Red Notice Tunggu Pengajuan Kejagung

(Foto:Dok.Kementerian Imigrasi dan Pemasyarakatan RI)

Terkait penerbitan red notice terhadap Riza Chalid, Agus menyebut kementeriannya masih menunggu Kejaksaan Agung (Kejagung). Pasalnya, aparat penegak hukum harus mengajukan terlebih dahulu kepada Kementerian Imigrasi dan Pemasyarakatan untuk mengeluarkan red notice.

"Nanti aparat penegak hukum yang ngajukan dari Kejaksaan Agung ya," ujarnya.

Agus meyakini Presiden Prabowo Subianto sudah mendapat laporan dari aparat penegak hukum (APH) terkait kasus Riza Chalid.

"Beliau pasti udah dapat laporan dari APH lah," ucap Agus.

Kejagung Siap Ajukan Red Notice

Kapuspenkum Kejaksaan Agung (Kejagung) Anang Supriatna. (Foto: dokumentasi Kejagung)

Korps Adhyaksa akan menerbitkan status ke dalam Daftar Pencarian Orang (DPO) hingga red notice yang dikirimkan ke Lion, Prrancis. Sejauh ini, Riza Chalid sudah tiga kali mangkir dilakukan pemanggilan oleh penyidik.

"Red notice sudah kita layangkan, sambil melengkapi, ketentuan-ketentuan, nantinya diagendakan, dirapatkan dari Interpol di sini. Setelah itu baru dikirim ke Lion, ke Perancis," sambungnya.

Anang mengatakan usai red notice terbit, Imigrasi di seluruh negara akan mempertanyakan status keberadaan Riza Chalid di negara tersebut.

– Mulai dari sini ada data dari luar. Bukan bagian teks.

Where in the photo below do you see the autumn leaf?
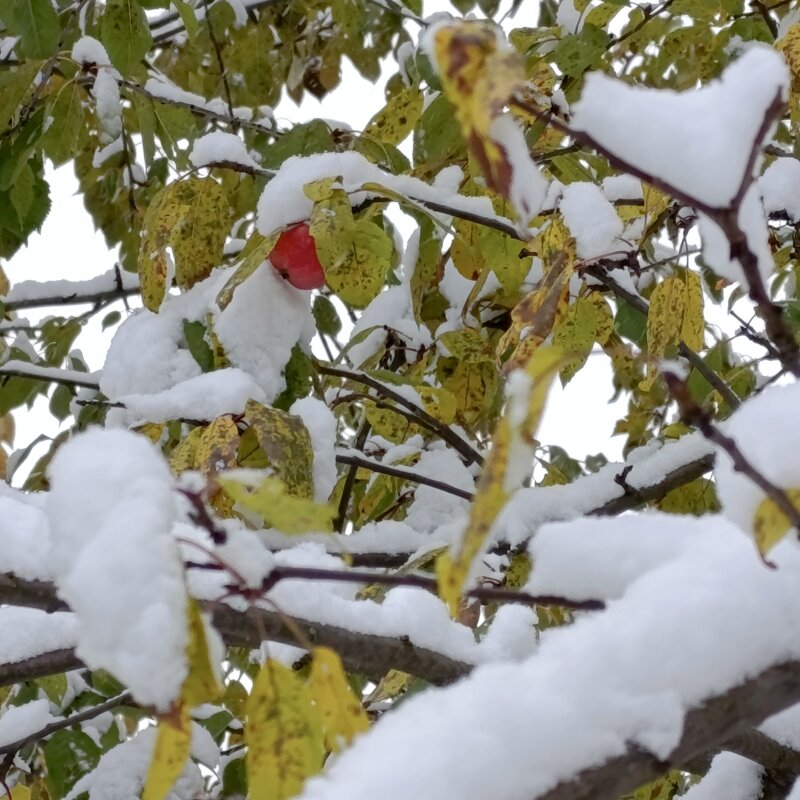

"Nanti setelah itu ketika diapprove, nantinya tinggal ditetapkan red notice keluar, sudah nanti semua Imigrasi seluruh dunia kan mengatakan yang bersangkutan akan ketika melalui satu negara, akan dipertanyakan nanti, karena sudah di-red notice," ujarnya.

Menurut Anang, cara ini dilakukan untuk mempersempit dan membatasi ruang gerak Riza Chalid. Oleh karena itu, Kejagung memperingatkan Riza Chalid segera menyerahkan dirinya.